Le transfert de compétence à une institution supranationale ne tue pas la souveraineté mais au contraire renforce celle-ci en vue de résister à d'éventuelles immixtions de diverses natures dans les affaires intérieures de l'Etat. Si l'Etat consentit à une intervention extérieure dans sa sphère d'action, ce n'est pas de l'ingérence sinon de la coopération. Celle-ci est animée par des raisons qui justifient des transferts de souveraineté à l'instar de la réalisation de l'unité politique dans l'Union européenne160(*).

Les faiblesses d'un Etat en construction suscitent la politique d'institution des unions politico-économiques. En effet, Le Congo-Brazzaville a connu les bienfaits de cette politique à l'époque de l'AEF pendant laquelle il était associé à la CEE161(*). Cette politique a persisté jusqu'alors. Elle favorise la coopération dans la sous-région entre les Etats voisins constitués par des peuples parlant à majorité les mêmes langues. Cela a conduit à de nombreux accords bilatéraux et plurilatéraux entres eux. Par exemple les deux Congo, le Congo-Brazzaville et la RDC, disposent d'une police commune chargée d'assurer la sécurité entre les deux rives du fleuve Congo. Ils ont aussi consacré une libre circulation des personnes entre les deux capitales politiques : Brazzaville et Kinshasa.

La panoplie de ces instruments d'harmonisation des relations sous-régionales souffre d'une absence d'effectivité due à la non-réalisation des mesures d'accompagnement. Les textes sans support permettant leur application sont de simples meubles d'ornement. C'est ainsi que la liberté d'aller et venir des personnes ainsi que des marchandises reconnues aux ressortissants de la CEMAC dans le territoire des Etats membres est un rêve. Elle est toujours ignorée par tous car certains Etats membres exigent aux ressortissants des autres Etats un visa pour entrer dans leur territoire.

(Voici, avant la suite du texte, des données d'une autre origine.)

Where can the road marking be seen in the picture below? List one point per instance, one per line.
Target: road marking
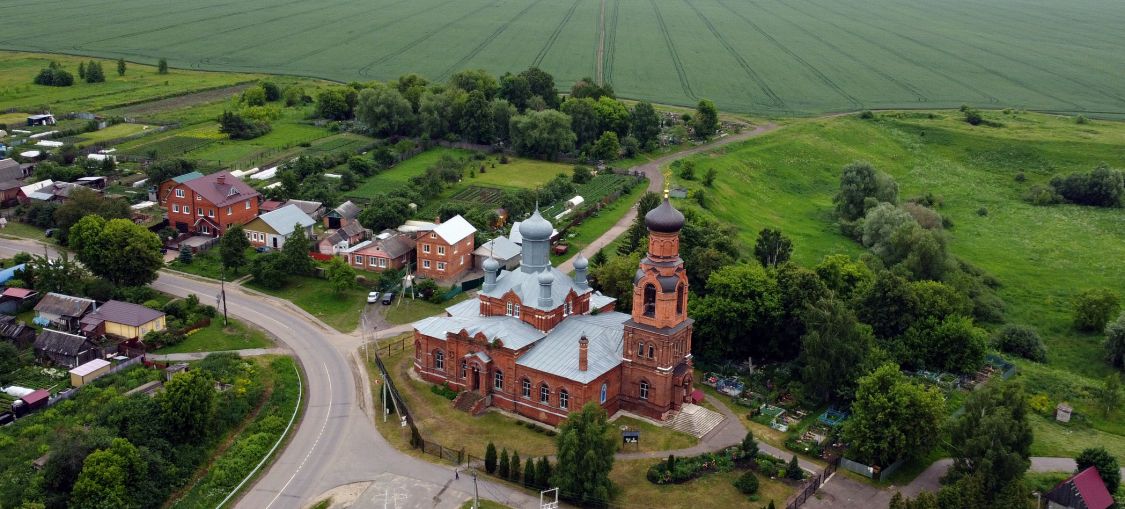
(318, 436)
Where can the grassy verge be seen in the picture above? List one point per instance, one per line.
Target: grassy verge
(406, 310)
(255, 441)
(317, 297)
(235, 336)
(712, 490)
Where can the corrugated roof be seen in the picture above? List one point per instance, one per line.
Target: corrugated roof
(512, 332)
(284, 219)
(557, 353)
(455, 230)
(231, 190)
(63, 305)
(500, 248)
(126, 313)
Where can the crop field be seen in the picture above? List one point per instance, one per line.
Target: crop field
(767, 56)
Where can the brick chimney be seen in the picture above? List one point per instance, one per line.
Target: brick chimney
(583, 347)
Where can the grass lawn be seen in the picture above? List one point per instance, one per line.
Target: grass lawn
(236, 336)
(713, 490)
(208, 264)
(406, 310)
(316, 296)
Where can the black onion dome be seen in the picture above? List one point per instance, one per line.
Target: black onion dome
(664, 219)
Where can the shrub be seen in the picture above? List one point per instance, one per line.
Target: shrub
(1020, 340)
(747, 483)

L'absence d'infrastructures rend davantage illusoire l'expression de cette liberté d'aller et venir. D'ailleurs, les voies de communication constituent la majeure difficulté pour les citoyens des différents Etats membres de jouir de cette liberté. Seules les Brazzavillois et les Kinois jouissent d'une telle liberté car les citadins de ces deux villes par l'augmentation du trafic traversent le fleuve sans contrainte consulaire.

Il est vrai que les relations entre ces Etats que sont le Congo-Brazzaville, le Gabon, le Tchad, la Centrafrique, le Cameroun...visent à renforcer la sécurité des régimes en place. Elles relèguent les populations au second rang. Les gouvernants se contentent d'harmoniser davantage le traitement dont bénéficient les groupes des Multinationales opérant dans la région puisque les agents de ces groupes ont le droit de circuler librement dans cet espace.

Déjà l'exploitation pétrolière rapproche plus le Congo-Brazzaville, le Gabon et l'Angola étant donné que cette activité menée en ZEE se trouve concentrée dans des zones inter-frontalières non seulement qui échappent au contrôle des Etats mais également où les agents des filiales des Multinationales installées dans les Etats concernés peuvent travailler sur une même plate-forme.

La méfiance de certains gouvernants vis-vis de ceux relevant des Etats en instabilité corrobore leur volonté de durcissement des conditions de séjours dans leur Etat. Pour ce fait, le Congo marxiste ne saurait admettre l'interpénétration des peuples dont les gouvernants sont des marginaux de l'impérialisme. Cela est illustré par sa volonté et son soutien accordés au MPLA pro-marxiste dans le processus de l'indépendance de l'Angola. De même, le Congo-Brazzaville et le Bénin ont conclu un accord d'établissement162(*) que l'Etat n'a pas encore conclu avec un autre Etat de la sous-région ni même pour les ressortissants des autres Etats membres de la CEMAC. Aussi la politique d'intégration des Etats de l'ancienne AEF diffère-t-elle de celle de l'AOF.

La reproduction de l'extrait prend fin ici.